The storage medium comprises the 3D hair style library in the ResNet-based hair style recommendation system, which is divided into two parts, wherein one part stores a 3D hair style model and a number and is deployed at a client, the other part stores a corresponding hair style attribute and a number and is deployed at a server, and the server scheduling module is allowed to read and dynamically update the content of the 3D hair style library through an API (application programming interface) of a C language and a MySQL (MySQL structured query language) database.
Example 5
The embodiment provides a computing device, which may be a desktop computer, a notebook computer, a smart phone, a PDA handheld terminal, a tablet computer, or other terminal devices with a display function, and the computing device includes a processor and a memory, where the memory stores one or more programs, and when the processor executes the programs stored in the memory, the ResNet-based hair style recommendation method of embodiment 1 is implemented.

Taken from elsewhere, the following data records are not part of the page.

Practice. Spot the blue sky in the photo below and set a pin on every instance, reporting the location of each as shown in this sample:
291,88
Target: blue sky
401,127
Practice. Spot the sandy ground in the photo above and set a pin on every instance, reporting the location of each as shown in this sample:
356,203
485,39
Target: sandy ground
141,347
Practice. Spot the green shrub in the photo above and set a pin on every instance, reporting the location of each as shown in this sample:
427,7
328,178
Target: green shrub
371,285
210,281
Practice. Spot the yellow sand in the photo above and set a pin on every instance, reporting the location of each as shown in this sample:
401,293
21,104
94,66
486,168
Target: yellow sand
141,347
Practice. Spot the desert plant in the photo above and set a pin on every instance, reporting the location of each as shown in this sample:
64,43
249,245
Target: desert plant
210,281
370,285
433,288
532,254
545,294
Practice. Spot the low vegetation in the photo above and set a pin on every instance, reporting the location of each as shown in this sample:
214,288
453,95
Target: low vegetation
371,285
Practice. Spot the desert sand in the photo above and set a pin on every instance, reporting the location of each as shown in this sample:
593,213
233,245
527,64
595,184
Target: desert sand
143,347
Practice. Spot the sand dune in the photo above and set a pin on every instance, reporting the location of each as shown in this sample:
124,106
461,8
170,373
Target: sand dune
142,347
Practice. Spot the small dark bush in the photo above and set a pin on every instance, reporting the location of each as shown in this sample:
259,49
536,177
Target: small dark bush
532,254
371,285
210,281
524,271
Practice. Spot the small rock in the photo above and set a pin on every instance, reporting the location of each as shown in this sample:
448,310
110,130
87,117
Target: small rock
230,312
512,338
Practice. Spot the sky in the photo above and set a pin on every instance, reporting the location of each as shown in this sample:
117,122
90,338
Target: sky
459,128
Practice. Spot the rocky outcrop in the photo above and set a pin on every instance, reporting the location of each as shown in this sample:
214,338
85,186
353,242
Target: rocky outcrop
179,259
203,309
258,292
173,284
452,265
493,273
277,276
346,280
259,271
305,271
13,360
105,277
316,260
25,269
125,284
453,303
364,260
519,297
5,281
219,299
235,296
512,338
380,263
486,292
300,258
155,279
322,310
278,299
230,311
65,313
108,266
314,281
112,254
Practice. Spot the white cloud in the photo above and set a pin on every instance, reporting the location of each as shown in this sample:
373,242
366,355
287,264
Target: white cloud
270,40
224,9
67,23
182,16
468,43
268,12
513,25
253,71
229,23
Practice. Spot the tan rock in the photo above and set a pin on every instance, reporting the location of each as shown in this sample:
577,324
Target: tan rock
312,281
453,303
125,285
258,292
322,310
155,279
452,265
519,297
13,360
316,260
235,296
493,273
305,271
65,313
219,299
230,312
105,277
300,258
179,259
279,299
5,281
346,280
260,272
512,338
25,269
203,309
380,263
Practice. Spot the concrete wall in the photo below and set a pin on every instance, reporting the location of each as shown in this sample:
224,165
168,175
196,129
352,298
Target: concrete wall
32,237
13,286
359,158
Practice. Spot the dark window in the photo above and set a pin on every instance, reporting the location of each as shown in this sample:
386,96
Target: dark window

The above embodiments are preferred embodiments of the present invention, but the present invention is not limited to the above embodiments, and any other changes, modifications, substitutions, combinations, and simplifications which do not depart from the spirit and principle of the present invention should be construed as equivalents thereof, and all such changes, modifications, substitutions, combinations, and simplifications are intended to be included in the scope of the present invention.

Claims (10)

1. A ResNet-based hair style recommendation method is characterized by comprising the following steps:
constructing a human face data set for facial feature prediction, and sequentially performing different data preparation operations, wherein the data preparation operations comprise a first data preparation operation, a second data preparation operation, a third data preparation operation, a fourth data preparation operation, a fifth data preparation operation and a sixth data preparation operation;
the first data preparation operation is used for carrying out face detection on a face picture and intercepting an image containing a forehead area, the second data preparation operation is used for adjusting the format of the image to that only a single face exists in a single picture, the third data preparation operation is used for extracting face key points from a face data set by using a digital library, the fourth data preparation operation is used for dividing the human data set into three face data sets of an upper court, an intermediate court and a lower court according to the extracted face key points, the fifth data preparation operation is used for carrying out corresponding label labeling on the diversity data, and the sixth data preparation operation is used for adjusting the pictures of the data sets to be the same size;
preprocessing three face data sets of an upper court, an intermediate court and a lower court, wherein the preprocessing operation is based on a data enhancement expansion data set;
collecting corresponding characteristics of the facial characteristics and hair style attributes, establishing a mapping table of the facial characteristics and the hair style attributes, and dividing the facial characteristics into five indexes of upper court length, upper court width, middle court length, eye spacing and face shape;
training by adopting a ResNet neural network based on three face data sets of an upper court, an intermediate court and a lower court to respectively obtain a model for predicting the length of the upper court and the width of the upper court, a model for predicting the length of the intermediate court and the inter-ocular distance and a model for predicting the face shape;
classifying and predicting the facial features of the human face according to the model obtained by training, and giving a result of hair style recommendation attributes according to the facial features and a hair style attribute mapping table;
establishing a hair style library, marking hair style attributes for each hair style and numbering;
according to the result of model recommendation, searching in a hair style library to obtain a recommended hair style number;
and replacing the actual hair style of the user by using an augmented reality technology according to the recommended hair style to preview the hair style.
2. The ResNet-based hair style recommendation method according to claim 1, wherein the first data preparation operation performs face detection on a face picture, and intercepts an image containing a forehead area, and the specific steps include:
detecting and framing a face area of the face picture by adopting OpenCV;
and intercepting and storing the frame selection area as a new face picture.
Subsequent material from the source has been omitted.